Avec ses airs tarantinesques, "Sexy Beast" est un film de gangsters qui a de quoi séduire. En premier lieu, le jeu des acteurs est très bon avec une mention spéciale pour Ben Kingsley, plus psychopathe que jamais. L'intrigue démarre plutôt bien et nous fait entrevoir un film déjanté, à l'humour noir, souligné par une mise en scène ambitieuse. Mais n'est pas Tarantino qui veut et la réalisation de Jonathan Glazer manque d'un surplus de folie appréciable. Le scénario lui-même prend une direction plus classique vers le milieu du film et perd grandement de sa saveur. Finalement, on ne voit pas bien où le cinéaste a souhaité nous amener et il manque à "Sexy Beast" ces scènes marquantes qui sont la marque de nombreux films de ce genre. Sympathique donc, mais sans plus...
Un film juste fait pour le génie de Ben Kingsley ! Des dialogues incisifs et des faux rythmes volontaires pour narguer le spectateur. Brillant et habilement réalisé, on ne peut que penser à un certain Mr T. (pas Barracuda hein !)

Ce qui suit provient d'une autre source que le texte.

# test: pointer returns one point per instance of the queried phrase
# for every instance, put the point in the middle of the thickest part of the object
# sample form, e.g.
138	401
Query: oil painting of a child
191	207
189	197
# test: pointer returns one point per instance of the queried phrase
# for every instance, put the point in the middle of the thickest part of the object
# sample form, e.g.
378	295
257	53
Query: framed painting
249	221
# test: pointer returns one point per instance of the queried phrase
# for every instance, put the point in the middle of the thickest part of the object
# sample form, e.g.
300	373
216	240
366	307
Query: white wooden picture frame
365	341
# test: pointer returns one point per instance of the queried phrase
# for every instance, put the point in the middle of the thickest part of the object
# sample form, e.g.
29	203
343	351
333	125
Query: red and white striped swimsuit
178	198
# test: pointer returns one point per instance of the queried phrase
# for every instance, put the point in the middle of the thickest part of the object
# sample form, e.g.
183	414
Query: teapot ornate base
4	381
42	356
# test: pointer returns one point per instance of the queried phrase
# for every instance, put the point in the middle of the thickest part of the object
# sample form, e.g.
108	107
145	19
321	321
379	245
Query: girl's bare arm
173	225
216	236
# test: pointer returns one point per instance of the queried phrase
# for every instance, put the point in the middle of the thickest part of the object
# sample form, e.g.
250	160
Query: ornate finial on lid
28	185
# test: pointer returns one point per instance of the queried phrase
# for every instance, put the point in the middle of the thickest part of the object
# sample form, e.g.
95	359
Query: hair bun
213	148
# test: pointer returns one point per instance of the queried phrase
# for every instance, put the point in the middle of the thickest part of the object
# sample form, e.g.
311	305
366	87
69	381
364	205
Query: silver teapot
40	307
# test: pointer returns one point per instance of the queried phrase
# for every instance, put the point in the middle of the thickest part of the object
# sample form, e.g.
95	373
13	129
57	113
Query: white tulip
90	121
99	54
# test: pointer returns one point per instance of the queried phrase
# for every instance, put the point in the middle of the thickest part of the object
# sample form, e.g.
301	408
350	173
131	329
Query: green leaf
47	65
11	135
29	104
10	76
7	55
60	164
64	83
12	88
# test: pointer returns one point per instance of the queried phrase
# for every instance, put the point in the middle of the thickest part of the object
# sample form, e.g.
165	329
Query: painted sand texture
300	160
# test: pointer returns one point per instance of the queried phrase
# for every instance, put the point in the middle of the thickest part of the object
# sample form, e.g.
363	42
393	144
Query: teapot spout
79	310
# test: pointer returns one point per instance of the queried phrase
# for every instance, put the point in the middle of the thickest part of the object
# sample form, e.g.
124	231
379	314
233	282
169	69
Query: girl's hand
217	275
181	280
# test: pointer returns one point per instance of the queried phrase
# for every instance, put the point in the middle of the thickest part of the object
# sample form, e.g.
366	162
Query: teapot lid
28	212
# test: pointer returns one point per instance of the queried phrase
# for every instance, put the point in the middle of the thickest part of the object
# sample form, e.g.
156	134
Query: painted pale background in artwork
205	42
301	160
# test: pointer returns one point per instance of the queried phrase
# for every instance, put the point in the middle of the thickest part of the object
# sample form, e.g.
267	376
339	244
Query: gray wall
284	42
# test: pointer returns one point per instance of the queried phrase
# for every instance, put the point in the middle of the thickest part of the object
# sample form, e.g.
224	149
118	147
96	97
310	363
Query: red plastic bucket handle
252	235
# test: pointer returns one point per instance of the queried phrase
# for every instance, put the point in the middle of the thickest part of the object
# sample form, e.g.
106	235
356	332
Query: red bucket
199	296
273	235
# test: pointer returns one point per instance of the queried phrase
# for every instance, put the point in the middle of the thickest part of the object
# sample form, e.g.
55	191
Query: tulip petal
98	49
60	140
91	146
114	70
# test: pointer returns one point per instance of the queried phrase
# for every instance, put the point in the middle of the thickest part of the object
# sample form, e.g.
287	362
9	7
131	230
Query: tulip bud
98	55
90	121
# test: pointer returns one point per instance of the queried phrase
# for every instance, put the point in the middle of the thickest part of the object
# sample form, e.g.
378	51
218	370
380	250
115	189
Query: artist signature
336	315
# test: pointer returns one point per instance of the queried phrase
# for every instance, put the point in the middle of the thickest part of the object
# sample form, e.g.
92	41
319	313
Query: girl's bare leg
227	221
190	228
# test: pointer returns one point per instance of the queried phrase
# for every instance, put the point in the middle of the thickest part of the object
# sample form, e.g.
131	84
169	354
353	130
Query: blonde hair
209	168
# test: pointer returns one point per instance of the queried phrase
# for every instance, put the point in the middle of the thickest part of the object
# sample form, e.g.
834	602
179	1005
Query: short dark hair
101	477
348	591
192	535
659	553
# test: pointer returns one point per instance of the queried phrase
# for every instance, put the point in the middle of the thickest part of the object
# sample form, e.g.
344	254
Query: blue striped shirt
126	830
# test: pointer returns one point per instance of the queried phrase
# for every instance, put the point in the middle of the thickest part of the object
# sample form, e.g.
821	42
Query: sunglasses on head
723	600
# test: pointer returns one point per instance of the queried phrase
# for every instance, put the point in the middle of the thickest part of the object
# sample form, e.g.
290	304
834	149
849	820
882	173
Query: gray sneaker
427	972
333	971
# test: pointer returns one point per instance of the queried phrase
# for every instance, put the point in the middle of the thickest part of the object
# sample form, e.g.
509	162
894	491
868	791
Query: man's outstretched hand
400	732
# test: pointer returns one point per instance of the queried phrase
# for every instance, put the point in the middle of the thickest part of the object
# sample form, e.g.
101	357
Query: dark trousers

Les réflexes de réalisateur de clips de rock de Jonhatan Glazer se ressentent dès les premières minutes extrêmement maniéristes de son premier long-métrage, mais la suite semble pâlir d’une mise en scène bien plus fade. Si beaucoup y ont vu une inspiration des films de Tarantino, c’est uniquement dans la place que vont prendre de longs dialogues sans intérêt dans le développement d’une intrigue qui tient sur le dos d’un timbre. Cette absence de risque dans la description du quotidien de mafieux anglais se ressent également dans le rôle transparent de Ray Winstone. Heureusement, face à lui, Ben Kingsley livre une prestation particulièrement survoltée qui, à elle-seule, rend surprenante la première heure du film. Dans la dernière demi-heure le montage va enfin s’enflammer et réussir à donner toute son ampleur à la violence de ce milieu. Avec très peu de passages marquants (tel que l'énigmatique plan de fin) pour un scénario insipide, Sexy beast reste un petit film de gangster pas désagréable, ce qui laisse à croire que Glazer est un réalisateur plus habile qu’il n’y parait.
sexy beast est un de ses film decaller qui nosu fait penser directement a du tarantino!! il se passe pas grand chose dans ce soit disant polar noire!! reserver aux fan de film decaller comme tarantino ou ritchie!! le reste circuler y'a rien a voir malgre ben kingsley qui s'en donne a coeur joie!! une perte de temps!!! malgre quelques dialogues bien croustillants!!
Je vais rester dans le cliché, mais ce qui fait de Sexy Beast un excellent film (du moins il est de bonne facture, quoiqu'on en dise!) c'est aussi ce qui en fait ses défauts : en fait le film a un parti pris assez important!
Ce parti pris, c'est que le film est cérébral : la mise en scène, le mouvement de l’œuvre, les personnages restent des archétypes (même s'ils sont parfaitement maîtrisés par Jonathan Glazer) ce qui compte c'est qui sont les individus qui viennent jouer le rôle de ces archétypes. Ce n'est donc pas ce qu'ils le font, mais comment ils vivent leurs actes et leur histoire. Et, pour moi, le film est entièrement voué à cela : si on ne cherche pas à rentrer dans la tête des personnages, le film est d'un ennui terrible! Et je ne pense pas qu'un film doive exiger un tel effort de la part du spectateur.
Après, dans sa démarche, le film est parfait, rien à dire (enfin de mon point de vue) et j'ai pris pas mal de plaisir à le voire ...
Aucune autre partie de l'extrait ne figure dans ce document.